Bei Ihrer ‘Circular Collection’ spielt zirkuläres Design eine Rolle. Soll der Kreislauf zukünftig auch mit Rücknahmesystemen und Dienstleistungen wie Mietmode erweitert werden?
Rücknahmesysteme wären ein erster Schritt für uns, weil es auch eine starke Tendenz in Richtung einer Regulatorik gibt. Wer Produkte auf den Markt bringt, sollte auch dafür sorgen, dass sie zurückgenommen werden können. Da arbeiten wir gerade an Konzepten und glauben, dass wir durch unser Geschäftsmodell, mit einer sehr guten Infrastruktur bezüglich der Logistik, dies gut hinbekommen.
Mietmodelle sehen wir bei uns im Moment noch nicht, schließen es aber auch nicht aus – je wichtiger es für den Modemarkt wird, desto mehr müssen wir uns damit beschäftigen.

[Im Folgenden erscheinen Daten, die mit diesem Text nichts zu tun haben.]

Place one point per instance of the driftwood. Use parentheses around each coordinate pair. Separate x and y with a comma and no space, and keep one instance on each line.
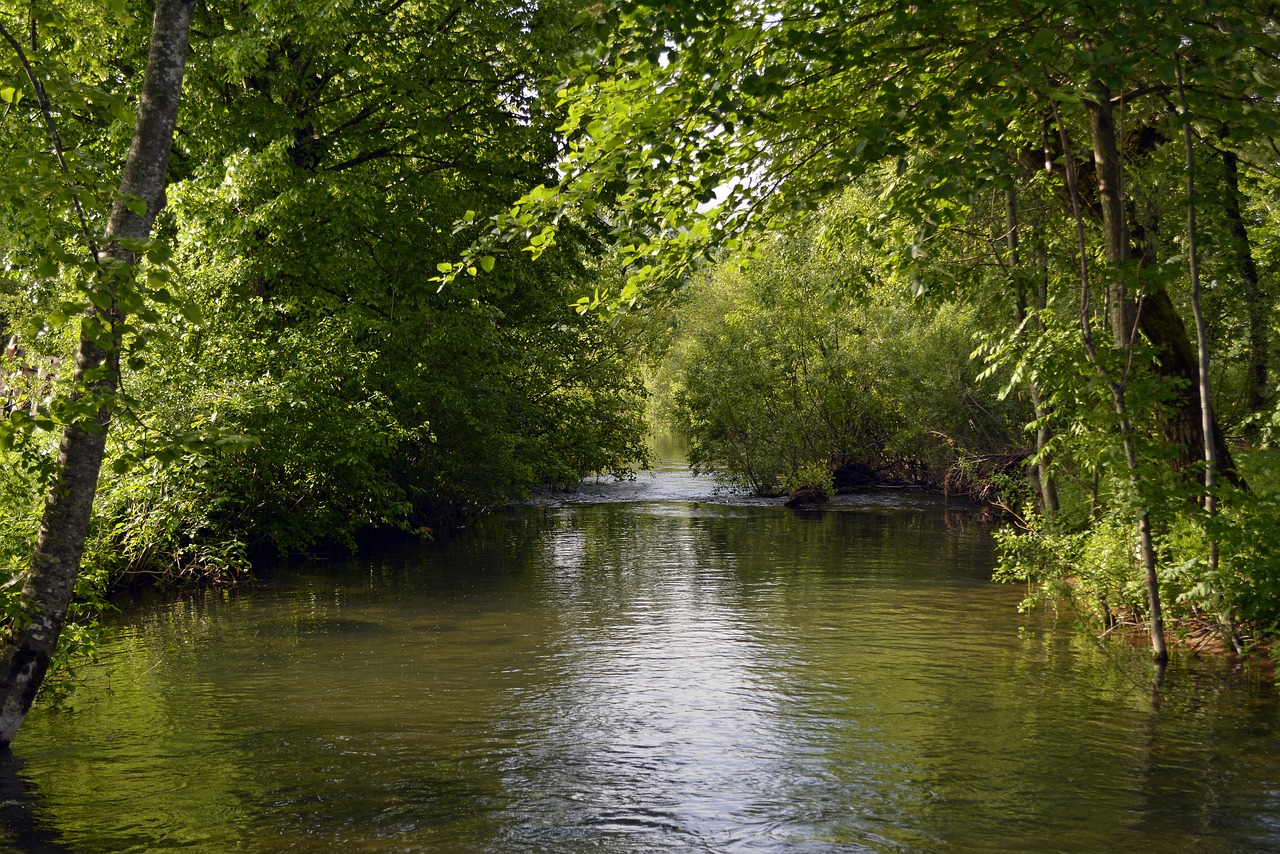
(976,476)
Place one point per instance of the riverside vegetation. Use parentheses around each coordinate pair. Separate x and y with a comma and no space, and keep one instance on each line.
(882,240)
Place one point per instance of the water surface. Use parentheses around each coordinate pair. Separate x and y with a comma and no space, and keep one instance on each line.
(658,668)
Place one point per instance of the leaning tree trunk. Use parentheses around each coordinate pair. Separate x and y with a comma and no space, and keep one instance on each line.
(28,642)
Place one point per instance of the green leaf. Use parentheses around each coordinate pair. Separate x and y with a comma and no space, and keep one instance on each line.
(192,313)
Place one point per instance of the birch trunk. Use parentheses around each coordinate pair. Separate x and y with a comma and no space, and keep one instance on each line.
(28,642)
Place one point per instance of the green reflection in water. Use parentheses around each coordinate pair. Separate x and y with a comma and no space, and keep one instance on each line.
(647,676)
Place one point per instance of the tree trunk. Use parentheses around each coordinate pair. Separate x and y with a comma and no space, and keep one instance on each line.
(1255,297)
(1106,156)
(30,640)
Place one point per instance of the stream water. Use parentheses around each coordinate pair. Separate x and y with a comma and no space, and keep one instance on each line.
(645,666)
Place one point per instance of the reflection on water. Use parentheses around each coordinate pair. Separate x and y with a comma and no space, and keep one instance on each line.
(636,677)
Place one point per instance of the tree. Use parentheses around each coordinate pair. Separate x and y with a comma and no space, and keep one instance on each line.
(767,112)
(32,634)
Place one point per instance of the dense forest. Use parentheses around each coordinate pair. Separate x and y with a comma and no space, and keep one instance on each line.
(282,273)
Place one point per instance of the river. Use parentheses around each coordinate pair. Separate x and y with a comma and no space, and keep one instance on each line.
(647,666)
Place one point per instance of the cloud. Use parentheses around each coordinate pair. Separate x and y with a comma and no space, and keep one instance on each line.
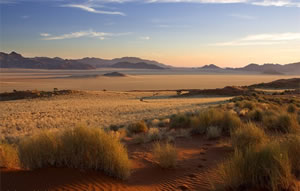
(90,9)
(262,39)
(242,16)
(45,34)
(89,33)
(144,38)
(25,17)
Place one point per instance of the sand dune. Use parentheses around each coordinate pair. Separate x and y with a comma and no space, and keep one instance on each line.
(195,171)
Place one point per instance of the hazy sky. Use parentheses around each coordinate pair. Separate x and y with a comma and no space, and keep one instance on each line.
(176,32)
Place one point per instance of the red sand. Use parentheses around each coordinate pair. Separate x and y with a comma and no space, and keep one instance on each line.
(197,159)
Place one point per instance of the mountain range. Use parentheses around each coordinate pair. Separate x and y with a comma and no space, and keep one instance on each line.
(15,60)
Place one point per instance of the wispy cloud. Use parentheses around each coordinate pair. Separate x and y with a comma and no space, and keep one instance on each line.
(262,39)
(144,38)
(89,33)
(44,34)
(25,17)
(89,8)
(242,16)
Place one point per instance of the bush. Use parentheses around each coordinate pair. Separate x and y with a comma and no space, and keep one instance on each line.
(267,169)
(247,136)
(9,156)
(180,121)
(165,154)
(248,105)
(291,108)
(139,127)
(213,132)
(255,115)
(283,123)
(80,147)
(292,146)
(225,120)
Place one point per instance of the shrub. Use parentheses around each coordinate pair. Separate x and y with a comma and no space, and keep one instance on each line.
(9,156)
(139,127)
(283,123)
(180,121)
(139,139)
(40,150)
(292,146)
(230,122)
(213,132)
(80,147)
(225,120)
(291,108)
(248,105)
(165,154)
(268,168)
(255,115)
(154,134)
(247,136)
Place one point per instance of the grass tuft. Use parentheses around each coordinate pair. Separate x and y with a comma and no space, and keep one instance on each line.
(165,154)
(9,156)
(268,168)
(249,135)
(81,147)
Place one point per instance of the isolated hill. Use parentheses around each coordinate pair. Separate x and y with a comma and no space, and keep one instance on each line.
(293,83)
(140,65)
(15,60)
(114,74)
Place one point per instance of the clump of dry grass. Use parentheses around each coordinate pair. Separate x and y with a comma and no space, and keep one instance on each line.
(282,122)
(249,135)
(291,108)
(165,154)
(268,168)
(139,127)
(292,146)
(213,132)
(214,117)
(180,121)
(81,147)
(255,115)
(9,156)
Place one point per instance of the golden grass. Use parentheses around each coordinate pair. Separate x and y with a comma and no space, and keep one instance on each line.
(99,109)
(9,156)
(165,154)
(138,127)
(249,135)
(268,168)
(292,146)
(81,147)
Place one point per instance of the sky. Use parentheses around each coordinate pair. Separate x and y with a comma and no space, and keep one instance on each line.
(187,33)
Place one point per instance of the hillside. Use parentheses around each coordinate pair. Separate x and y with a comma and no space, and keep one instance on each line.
(293,83)
(140,65)
(15,60)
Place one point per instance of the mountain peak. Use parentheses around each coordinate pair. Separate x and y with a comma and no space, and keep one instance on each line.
(14,54)
(211,66)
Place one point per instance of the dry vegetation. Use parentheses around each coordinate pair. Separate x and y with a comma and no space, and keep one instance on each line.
(97,109)
(264,131)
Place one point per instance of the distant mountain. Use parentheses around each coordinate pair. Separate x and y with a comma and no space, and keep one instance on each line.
(210,67)
(293,68)
(293,83)
(15,60)
(139,65)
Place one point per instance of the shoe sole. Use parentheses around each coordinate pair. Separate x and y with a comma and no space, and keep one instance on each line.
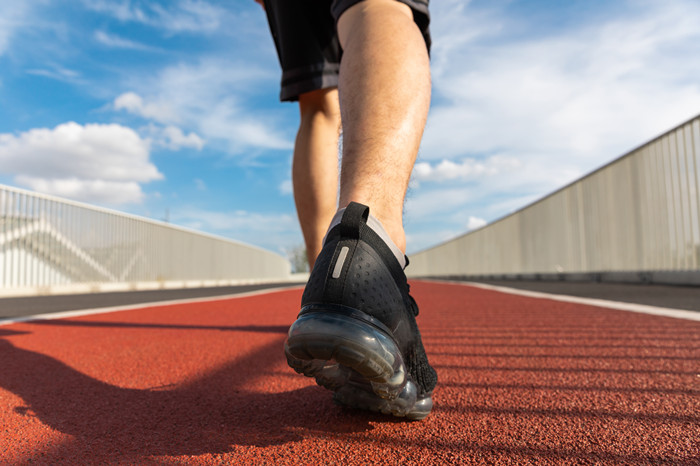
(359,362)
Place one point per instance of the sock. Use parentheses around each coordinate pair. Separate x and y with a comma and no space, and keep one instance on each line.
(378,228)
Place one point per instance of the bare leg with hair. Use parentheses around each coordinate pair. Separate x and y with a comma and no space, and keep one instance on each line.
(384,99)
(315,166)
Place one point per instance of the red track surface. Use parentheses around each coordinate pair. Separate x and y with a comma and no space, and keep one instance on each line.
(522,381)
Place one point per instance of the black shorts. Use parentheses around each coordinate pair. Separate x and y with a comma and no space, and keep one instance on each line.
(307,44)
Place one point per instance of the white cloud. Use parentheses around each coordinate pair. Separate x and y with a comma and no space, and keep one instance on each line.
(12,15)
(201,185)
(93,163)
(103,192)
(189,16)
(58,73)
(134,104)
(557,102)
(113,41)
(174,138)
(209,98)
(475,223)
(464,170)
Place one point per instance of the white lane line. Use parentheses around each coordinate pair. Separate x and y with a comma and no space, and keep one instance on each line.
(632,307)
(103,310)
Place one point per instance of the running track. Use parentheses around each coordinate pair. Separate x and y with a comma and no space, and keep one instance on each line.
(523,380)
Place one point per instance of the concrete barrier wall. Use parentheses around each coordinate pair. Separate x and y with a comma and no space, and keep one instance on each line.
(639,214)
(47,243)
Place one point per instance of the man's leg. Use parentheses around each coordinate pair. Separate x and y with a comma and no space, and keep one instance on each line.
(315,166)
(384,96)
(356,333)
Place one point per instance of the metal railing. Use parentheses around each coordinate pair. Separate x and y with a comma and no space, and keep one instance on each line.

Im vergangenen Jahr verzeichnete Bonprix einen Umsatzrückgang. Wie verlief das aktuelle Geschäftsjahr bisher?
Wir hatten eine sehr starke Corona-Zeit. In Summe ist das Geschäft anspruchsvoll, doch wir haben ein gesundes Geschäftsmodell. Wir arbeiten an den richtigen Maßnahmen, um auch mit den aktuellen und zukünftigen Herausforderungen weiterhin erfolgreich zu sein.
Bonprix hat FashionUnited zum Launch-Event eingeladen.